If racial preferences were eliminated at the private colleges studied, Espenshade and Radford calculate that the number of "white" students would not go up--it would go down. "Whites" would drop from 60 to 53 percent of the student body at the most prestigious colleges. So would the number of "black" students: from 8 to 3 percent. "Hispanics" would drop from 8 to 5 percent. But "Asians" would jump from 24 to 39 percent.
Look at those numbers, and one fact is clear: the major effect of current racial preferences is not to help blacks or Hispanics--the numbers there are trivial--but to harm Asians. These quotas, whatever the official justification, work exactly like the earlier quotas against Jews.

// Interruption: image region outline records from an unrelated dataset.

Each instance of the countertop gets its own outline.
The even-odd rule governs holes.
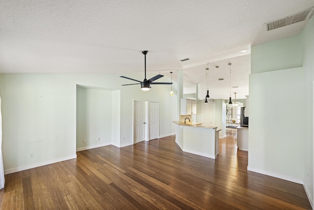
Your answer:
[[[188,124],[186,123],[184,123],[183,121],[173,121],[173,123],[177,124],[178,125],[180,126],[186,126],[188,127],[199,127],[202,128],[208,128],[208,129],[217,129],[217,127],[212,127],[212,126],[209,126],[206,125],[203,125],[202,124],[199,124],[198,123],[193,123],[192,124]]]

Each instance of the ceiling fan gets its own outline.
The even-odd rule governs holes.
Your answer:
[[[142,53],[143,53],[143,54],[144,54],[145,56],[145,77],[144,80],[143,81],[143,82],[141,82],[137,80],[134,80],[134,79],[130,78],[129,77],[125,77],[124,76],[120,76],[120,77],[122,77],[123,78],[128,79],[136,81],[139,83],[134,83],[134,84],[131,84],[122,85],[122,86],[124,86],[126,85],[141,84],[141,89],[142,89],[142,90],[143,90],[147,91],[147,90],[150,90],[151,88],[151,85],[171,85],[172,83],[173,83],[153,82],[155,80],[157,80],[158,79],[163,77],[163,75],[161,75],[161,74],[158,74],[158,75],[156,75],[155,77],[152,77],[149,80],[147,80],[146,79],[146,54],[147,54],[148,52],[148,51],[147,51],[147,50],[142,51]]]

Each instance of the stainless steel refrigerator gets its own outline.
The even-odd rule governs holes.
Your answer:
[[[241,107],[240,123],[241,127],[249,126],[249,117],[246,117],[246,115],[245,114],[245,107]]]

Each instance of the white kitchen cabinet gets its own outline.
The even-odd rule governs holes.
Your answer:
[[[204,103],[202,104],[202,125],[216,126],[216,104],[215,103]]]
[[[196,114],[196,100],[181,98],[181,115]]]

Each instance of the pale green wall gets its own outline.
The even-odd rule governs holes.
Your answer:
[[[300,43],[296,35],[252,47],[251,73],[301,66]]]
[[[111,92],[77,86],[77,150],[111,144]]]
[[[299,35],[251,48],[248,167],[304,183],[312,205],[314,40],[312,18]]]
[[[313,202],[313,82],[314,81],[314,18],[312,18],[300,36],[301,43],[302,62],[304,69],[304,94],[302,104],[306,113],[302,120],[305,127],[303,156],[304,179],[305,187]]]
[[[148,74],[148,77],[154,76]],[[112,118],[109,135],[114,137],[111,141],[116,146],[132,144],[133,99],[159,101],[159,136],[175,133],[172,121],[175,119],[172,118],[173,113],[177,113],[176,96],[170,96],[169,86],[152,86],[152,90],[144,92],[140,90],[139,85],[121,86],[130,82],[119,76],[110,74],[0,75],[5,173],[75,157],[77,85],[98,87],[113,91],[112,94],[117,93],[112,98],[119,97],[120,102],[117,100],[118,103],[112,106],[115,106],[112,110],[115,112],[114,115],[120,116],[120,119]],[[140,73],[125,76],[134,78],[143,76]],[[164,77],[160,80],[160,82],[169,82],[170,78]],[[123,137],[125,140],[122,140]],[[30,153],[34,153],[34,157],[30,157]]]

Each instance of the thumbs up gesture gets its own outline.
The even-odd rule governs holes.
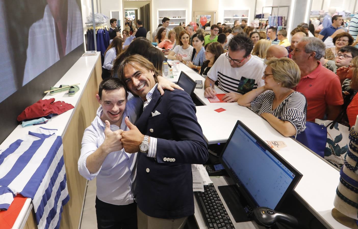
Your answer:
[[[105,141],[102,145],[107,153],[120,150],[123,148],[121,140],[123,131],[118,130],[115,131],[111,130],[110,122],[106,120],[106,128],[105,128]]]
[[[125,119],[126,125],[129,130],[122,133],[122,144],[127,153],[132,154],[139,151],[139,145],[142,143],[144,135],[142,134],[137,127],[129,121],[127,117]]]

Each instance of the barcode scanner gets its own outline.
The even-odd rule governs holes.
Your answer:
[[[258,207],[253,210],[255,221],[266,228],[275,225],[277,222],[282,223],[295,228],[299,228],[298,221],[294,216],[277,211],[265,207]]]

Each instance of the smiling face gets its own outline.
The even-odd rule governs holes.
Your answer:
[[[336,65],[338,68],[349,65],[353,59],[352,54],[350,53],[341,53],[339,51],[337,55],[340,56],[335,56],[334,59]]]
[[[189,44],[189,35],[186,33],[184,34],[180,38],[180,40],[183,45],[187,45]]]
[[[197,37],[195,37],[193,39],[193,46],[197,50],[199,50],[201,49],[201,47],[203,46],[203,44],[204,44],[204,41],[200,40]]]
[[[258,40],[260,39],[260,36],[258,35],[258,33],[255,33],[252,34],[250,38],[251,40],[253,42],[253,45],[255,45],[257,43],[257,41],[258,41]]]
[[[218,35],[218,33],[219,33],[219,29],[217,28],[214,28],[213,29],[211,30],[210,31],[211,32],[212,35],[216,36]]]
[[[277,84],[277,82],[275,81],[274,79],[274,76],[272,75],[272,69],[270,66],[267,66],[265,69],[265,71],[264,74],[266,74],[266,77],[265,75],[262,76],[262,79],[264,80],[265,82],[265,86],[268,88],[272,89],[275,87],[279,86],[279,84]]]
[[[123,39],[125,39],[127,37],[127,31],[123,30],[123,31],[122,32],[122,34],[123,36]]]
[[[96,95],[98,102],[102,105],[101,120],[108,120],[111,125],[119,126],[126,108],[126,91],[124,88],[102,91],[102,98]]]
[[[124,73],[127,88],[132,93],[146,101],[145,96],[155,85],[154,72],[139,66],[128,65],[124,68]]]
[[[166,28],[168,26],[169,26],[169,21],[166,21],[165,22],[163,23],[163,27],[164,28]]]
[[[336,41],[336,47],[340,49],[342,47],[347,46],[348,45],[349,42],[349,39],[348,36],[342,36],[340,38],[339,38]]]

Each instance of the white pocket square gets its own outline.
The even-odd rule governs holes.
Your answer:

Taking "whites" as the mainstream, the raw "diversity" without racial preferences is seven percent greater--the difference between 40 percent and 47 percent "other." But that is only a partial picture: for the categories traditionally used are themselves fairly arbitrary. In America, there is a great deal more cultural diversity within the category "Asian" than within "black." With all due respect, as Martin Luther King insisted, most American blacks differ from most American whites in little more than skin colour. They speak the same language, belong to the same religion, eat the same foods, play the same sports, listen to the same music, and watch the same TV.
But "Asians" are fairly likely to be fresh-off-the-airplane immigrants, or first or second-generation immigrants, with genuinely different attitudes and life experiences. Different religions, different mother tongues, different foods, different sports, different cultures. And within this group is a-near-infinity of further differences: an "Asian" might be Japanese, Chinese, Korean, Filipino, Indian, Sri Lankan, Bengali, Indonesian, Thai, Vietnamese, Pakistani, Iranian, Central Asian, Burmese, Arabian; a wide variety of very different countries and cultures, covering half the world's population and three of the four traditional world civilizations.
Really, trust me, guys: all foreigners are not the same.
That's what we are blocking out with racial preferences. Given their international reputation, if America's most exclusive colleges stayed strictly with merit, they would draw the best and the brightest from the entire world, and be about as diverse. By cheapening their degrees with racial preferences, they prevent this.
The same is true for less-well-known institutions: if you want real diversity, the surest path is to concentrate on merit and merit alone as your entrance criterion.